I will certainly consider Animism as a trove of interesting lore but to overly Personify or Deify animals or trees (for example) is mysticism. I take the title of this Blog seriously though: NATURERELIGIONCONNECTION. I’m not sure what it will come to in the end. This is an open research project. As I see it now, if anything has a shot at being Revered and even ‘prayed to’ it is Mother Nature as a huge and on-going process that has a ‘direction’ or purpose, and encompasses who we are as one of Her creations. So, next May 1st (May Day), you may possibly find me dancing around a May Pole (clothing optional). Care to join me, bring your lovely wife? (for our readers, in general, the clothing comment was just a joke) Thanks Rick
Mysticism or religion, what is the difference? If you believe in virgin births, being raised from a lotus blossom, disappearing golden tablets or non-human dieties, does it really seem wrong to consider that all living things are spiritually related in the universe, not just humans. Do you believe in a dog heaven, or that a mayfly is here for 24 hours then gone forever in the abyss. We believe in a higher power to try and make sense of our everday lives. I don’t think any religious dogma is better than another, just different. I have my own religious beliefs, they don’t belong to anyone else, and I don’t plan on explaining or preaching them, just live by them. I find comfort in the notion that an oak tree or a giraffe is my relative too and nobody can say it isn’t so. I like what you’re doing…fun food for thought!

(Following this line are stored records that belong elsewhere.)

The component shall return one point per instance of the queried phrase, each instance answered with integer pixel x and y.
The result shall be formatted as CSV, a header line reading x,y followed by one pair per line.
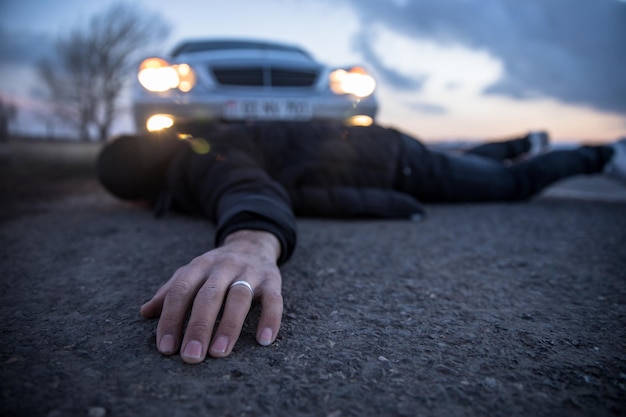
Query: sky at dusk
x,y
446,69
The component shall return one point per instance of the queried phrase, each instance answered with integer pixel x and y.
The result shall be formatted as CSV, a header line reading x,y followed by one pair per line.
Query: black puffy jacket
x,y
259,176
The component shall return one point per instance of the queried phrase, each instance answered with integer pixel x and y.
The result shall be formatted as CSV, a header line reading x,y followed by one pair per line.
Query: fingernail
x,y
166,345
265,338
220,344
193,350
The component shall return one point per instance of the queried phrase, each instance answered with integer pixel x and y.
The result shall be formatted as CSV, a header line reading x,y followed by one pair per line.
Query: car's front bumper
x,y
235,106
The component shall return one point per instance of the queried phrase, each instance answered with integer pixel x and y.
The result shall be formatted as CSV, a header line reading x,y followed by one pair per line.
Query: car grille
x,y
264,77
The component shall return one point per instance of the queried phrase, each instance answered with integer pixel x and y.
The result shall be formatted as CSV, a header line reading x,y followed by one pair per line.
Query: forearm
x,y
257,242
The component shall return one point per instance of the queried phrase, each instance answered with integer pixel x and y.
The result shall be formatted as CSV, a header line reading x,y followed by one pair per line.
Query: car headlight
x,y
355,81
158,75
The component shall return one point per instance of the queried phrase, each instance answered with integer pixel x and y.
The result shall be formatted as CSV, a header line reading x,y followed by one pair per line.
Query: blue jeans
x,y
488,172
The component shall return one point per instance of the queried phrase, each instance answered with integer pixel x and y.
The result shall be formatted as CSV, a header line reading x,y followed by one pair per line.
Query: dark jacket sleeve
x,y
355,202
231,189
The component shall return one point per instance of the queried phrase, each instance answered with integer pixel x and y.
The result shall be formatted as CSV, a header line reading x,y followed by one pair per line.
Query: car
x,y
239,80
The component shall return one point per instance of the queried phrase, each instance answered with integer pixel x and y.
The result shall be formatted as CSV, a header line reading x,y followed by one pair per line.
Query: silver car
x,y
240,80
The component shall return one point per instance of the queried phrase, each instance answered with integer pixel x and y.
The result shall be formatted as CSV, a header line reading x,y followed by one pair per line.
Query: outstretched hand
x,y
204,285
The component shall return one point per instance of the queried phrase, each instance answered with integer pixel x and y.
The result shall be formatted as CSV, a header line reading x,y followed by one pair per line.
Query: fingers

Thanks for your thoughts, Rick! You ask some good questions.
I would say the difference between religion and mysticism is Religion has more Doctrines and mysticism relies more on some Immediate Feeling of Unity with the supernatural force. Like Kabbalah in Judaism, or even some of the sects within Islam, like the whirling Dervishes or even Shia Islam itself, which marches on the day of the death of Hussein and identifies themselves with his sacrifice by self-flagellation—all these groups reach ecstatic and frenzied states of (supposed) Unity.

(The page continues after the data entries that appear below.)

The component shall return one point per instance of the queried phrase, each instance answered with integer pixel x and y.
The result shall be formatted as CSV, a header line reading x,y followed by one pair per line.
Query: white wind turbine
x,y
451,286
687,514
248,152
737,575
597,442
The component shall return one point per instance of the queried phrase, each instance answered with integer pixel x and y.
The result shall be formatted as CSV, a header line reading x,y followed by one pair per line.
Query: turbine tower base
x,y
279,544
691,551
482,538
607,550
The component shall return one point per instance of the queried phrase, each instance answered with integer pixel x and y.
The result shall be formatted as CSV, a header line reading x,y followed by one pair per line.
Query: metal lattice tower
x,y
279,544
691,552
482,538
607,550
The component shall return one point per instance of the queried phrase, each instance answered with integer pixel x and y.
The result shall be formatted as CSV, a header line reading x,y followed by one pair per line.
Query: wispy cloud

But that is not what a Nature Religion would be about, in my mind. There would be a connection to mysticism, though, and that would be a Feeling and Understanding that Humans and All Living Things are “inextricably connected” as Lewis Thomas (cancer researcher, columnist and former director of the Sloan Cancer Institution) contended. This Feeling of connection would be grounded in scientific knowledge of the reality of that connection. In that sense. I would humbly disagree with you that The Connection is Spiritual, I would say it is material, scientific and the basis of our Mindfulness. In this way, I would hope to avoid the “to each his own” beliefs that so foul up humanities efforts “to get its shit together” and act more in unison on some obviously righteous issues like Global Climate Change, Democratic Rights and Fair Wages. Its not “to each his own belief;” its get up to speed with the best ideas of today!
Here at the Nature Religion Connection, I hope we can reach our sense of Unity with Persons and Nature in this improved manner. Great comments, Rick!